Modalities: Beyond Text
4 sections · Quick reference card
Modality Pipelines
| Modality | Input Format | Key Stage | Output Format |
|---|---|---|---|
| VLM | Image + text tokens | Vision encoder → projector → LLM | Text tokens |
| ASR | Audio waveform (float32) | Encoder → CTC or attention decoder | Text transcript |
| TTS | Text tokens | Acoustic model → vocoder | Audio waveform / MP3 |
| Image Gen | Text prompt + noise latent | Diffusion UNet × N steps | Decoded image (JPEG/PNG) |
| Video Gen | Text/image prompt + noise | Spatiotemporal transformer × N steps | Frame sequence / MP4 |
| Embeddings | Text / image / audio | Encoder forward pass only | Float vector (dense) |
Vision Language Models
- Vision encoder
- ViT (Vision Transformer) encodes image into patch embeddings. Typical: 336×336 px = 576 tokens.
- Projector / adapter
- MLP or cross-attention layer maps vision embeddings into LLM token space.
- Token budget
- Each image adds hundreds of tokens to context. High-res tiling multiplies cost further.
- Dynamic resolution
- Encode image at multiple resolutions, select based on content. Used in InternVL, LLaVA-Next.

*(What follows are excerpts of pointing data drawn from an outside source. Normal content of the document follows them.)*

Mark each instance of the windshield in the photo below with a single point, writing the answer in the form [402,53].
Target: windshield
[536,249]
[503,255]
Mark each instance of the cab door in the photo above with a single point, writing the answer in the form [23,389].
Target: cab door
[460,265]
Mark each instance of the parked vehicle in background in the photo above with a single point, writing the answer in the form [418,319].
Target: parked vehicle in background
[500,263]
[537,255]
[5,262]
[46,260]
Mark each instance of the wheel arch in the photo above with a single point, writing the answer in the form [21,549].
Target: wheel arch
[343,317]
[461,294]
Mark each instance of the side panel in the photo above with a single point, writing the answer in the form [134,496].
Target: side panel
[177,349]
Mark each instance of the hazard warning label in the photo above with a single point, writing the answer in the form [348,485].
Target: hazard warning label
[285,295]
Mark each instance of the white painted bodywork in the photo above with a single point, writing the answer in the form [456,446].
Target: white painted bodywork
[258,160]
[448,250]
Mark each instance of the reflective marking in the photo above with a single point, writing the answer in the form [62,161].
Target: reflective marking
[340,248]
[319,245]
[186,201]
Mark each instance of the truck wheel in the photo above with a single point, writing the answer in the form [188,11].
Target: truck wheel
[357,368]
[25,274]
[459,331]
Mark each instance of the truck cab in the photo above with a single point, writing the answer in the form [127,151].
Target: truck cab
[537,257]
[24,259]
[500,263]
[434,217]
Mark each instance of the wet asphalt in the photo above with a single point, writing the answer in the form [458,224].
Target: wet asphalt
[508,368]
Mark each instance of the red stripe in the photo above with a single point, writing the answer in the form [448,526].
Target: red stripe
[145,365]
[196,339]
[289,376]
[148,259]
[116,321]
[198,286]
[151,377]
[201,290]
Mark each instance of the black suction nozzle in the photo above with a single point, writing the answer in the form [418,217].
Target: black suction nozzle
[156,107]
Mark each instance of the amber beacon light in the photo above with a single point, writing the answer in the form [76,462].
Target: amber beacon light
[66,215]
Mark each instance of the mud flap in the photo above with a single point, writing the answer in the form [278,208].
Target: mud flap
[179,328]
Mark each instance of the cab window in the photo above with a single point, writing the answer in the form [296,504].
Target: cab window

Diffusion Inference Levers
- Inference steps
- Number of denoising iterations. Fewer steps = faster but lower quality. Range: 4 (LCM) to 50 (standard).
- CFG scale
- Classifier-Free Guidance scale. Doubles compute (two forward passes). Range: 1–15.
- Latent space
- Diffusion runs in compressed latent space (e.g., 64×64 for a 512×512 image). VAE decodes at the end.
- Distilled models
- Smaller student models trained to match full model in fewer steps. SDXL-Turbo, FLUX-schnell.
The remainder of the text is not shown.